大本営1893年(明治26年)5月19日勅令第52号戦時大本営条例によって法制化された制度であり、日清戦争において初めて設置された。このときの大本営は1894年6月5日東京の参謀本部内に設置され、同年8月5日に皇居内に移った[1]

その後、当時東京を起点とする鉄道(山陽鉄道)網の西端であったこと(広島駅)、また大型船が運用出来る港(宇品港(現・広島港))が有ったことで、前線に向かう兵站基地となった広島市に移ることとなった[2]

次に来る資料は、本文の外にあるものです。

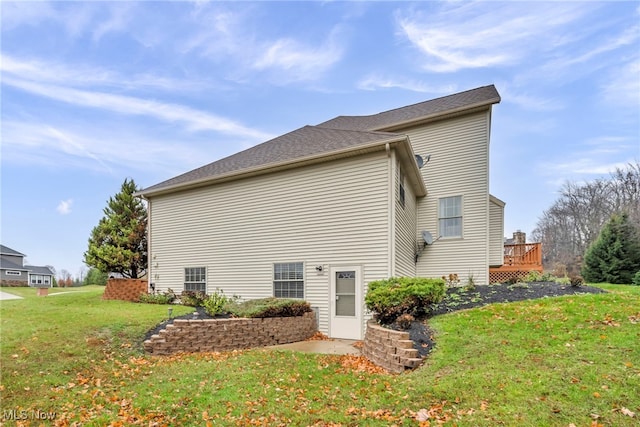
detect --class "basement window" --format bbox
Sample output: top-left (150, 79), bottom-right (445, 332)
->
top-left (184, 267), bottom-right (207, 293)
top-left (273, 262), bottom-right (304, 298)
top-left (438, 196), bottom-right (462, 237)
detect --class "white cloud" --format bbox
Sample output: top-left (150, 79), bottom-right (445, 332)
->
top-left (253, 33), bottom-right (343, 80)
top-left (2, 121), bottom-right (240, 177)
top-left (93, 2), bottom-right (132, 41)
top-left (0, 53), bottom-right (210, 92)
top-left (56, 199), bottom-right (73, 215)
top-left (3, 77), bottom-right (272, 140)
top-left (396, 2), bottom-right (589, 72)
top-left (358, 74), bottom-right (458, 94)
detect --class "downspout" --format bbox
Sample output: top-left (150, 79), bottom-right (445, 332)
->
top-left (140, 195), bottom-right (152, 292)
top-left (384, 143), bottom-right (396, 277)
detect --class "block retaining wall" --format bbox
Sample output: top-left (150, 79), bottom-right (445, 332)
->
top-left (0, 279), bottom-right (29, 288)
top-left (144, 312), bottom-right (317, 355)
top-left (102, 279), bottom-right (148, 302)
top-left (362, 320), bottom-right (422, 373)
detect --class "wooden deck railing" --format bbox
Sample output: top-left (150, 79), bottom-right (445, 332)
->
top-left (489, 243), bottom-right (542, 283)
top-left (503, 243), bottom-right (542, 268)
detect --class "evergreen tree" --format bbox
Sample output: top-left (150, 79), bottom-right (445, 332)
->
top-left (84, 268), bottom-right (108, 286)
top-left (582, 213), bottom-right (640, 284)
top-left (84, 179), bottom-right (147, 279)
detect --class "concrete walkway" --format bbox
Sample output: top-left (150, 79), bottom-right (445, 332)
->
top-left (0, 291), bottom-right (22, 301)
top-left (266, 339), bottom-right (361, 355)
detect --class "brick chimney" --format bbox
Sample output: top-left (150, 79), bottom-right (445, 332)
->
top-left (513, 230), bottom-right (527, 245)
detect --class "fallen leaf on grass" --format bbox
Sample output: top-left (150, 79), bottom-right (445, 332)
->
top-left (620, 406), bottom-right (636, 418)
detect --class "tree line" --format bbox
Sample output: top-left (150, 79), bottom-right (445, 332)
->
top-left (532, 161), bottom-right (640, 275)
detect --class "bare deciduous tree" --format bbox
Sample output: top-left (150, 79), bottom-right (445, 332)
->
top-left (532, 161), bottom-right (640, 274)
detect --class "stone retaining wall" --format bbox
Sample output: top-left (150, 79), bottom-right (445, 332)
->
top-left (0, 279), bottom-right (29, 288)
top-left (102, 279), bottom-right (148, 302)
top-left (144, 312), bottom-right (317, 355)
top-left (362, 320), bottom-right (422, 373)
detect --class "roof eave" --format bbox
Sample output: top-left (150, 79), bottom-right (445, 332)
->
top-left (134, 135), bottom-right (406, 198)
top-left (371, 95), bottom-right (501, 132)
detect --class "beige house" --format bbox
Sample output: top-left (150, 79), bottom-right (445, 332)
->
top-left (139, 85), bottom-right (504, 339)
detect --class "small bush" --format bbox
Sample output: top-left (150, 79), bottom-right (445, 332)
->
top-left (569, 276), bottom-right (584, 288)
top-left (522, 270), bottom-right (542, 283)
top-left (364, 277), bottom-right (446, 324)
top-left (180, 291), bottom-right (207, 307)
top-left (202, 289), bottom-right (236, 316)
top-left (225, 298), bottom-right (311, 317)
top-left (440, 273), bottom-right (460, 288)
top-left (138, 289), bottom-right (176, 304)
top-left (540, 272), bottom-right (556, 282)
top-left (396, 314), bottom-right (416, 331)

9月13日に大本営が宮中からこの地に移転し、2日後の15日には戦争指揮のために明治天皇が移った[3]。このため、行宮の役割も果たした。10月9日、非常時に備え縮景園は大本営副営と定められ、明治天皇の居所として清風館があてられた[4]。明治天皇は日清講和条約(下関条約)調印後の1895年(明治28年)5月30日までの227日間この地で指揮を執った後、東京に還幸した。大本営はその後も台湾の統治機構整備など戦後処理のために広島に留まり、1896年(明治29年)4月1日に大本営解散の詔勅によって解散した。

この時期、1894年10月に招集された第7回帝国議会は広島の広島臨時仮議事堂で開会された(議事堂は西練兵場内に建設された)。立法行政軍事の最高機関が一時的とはいえ広島市に集積したことで、広島市は臨時の首都の機能を担った。これは明治維新以降、首都機能が東京から離れた唯一の事例である(日本の首都を参照)。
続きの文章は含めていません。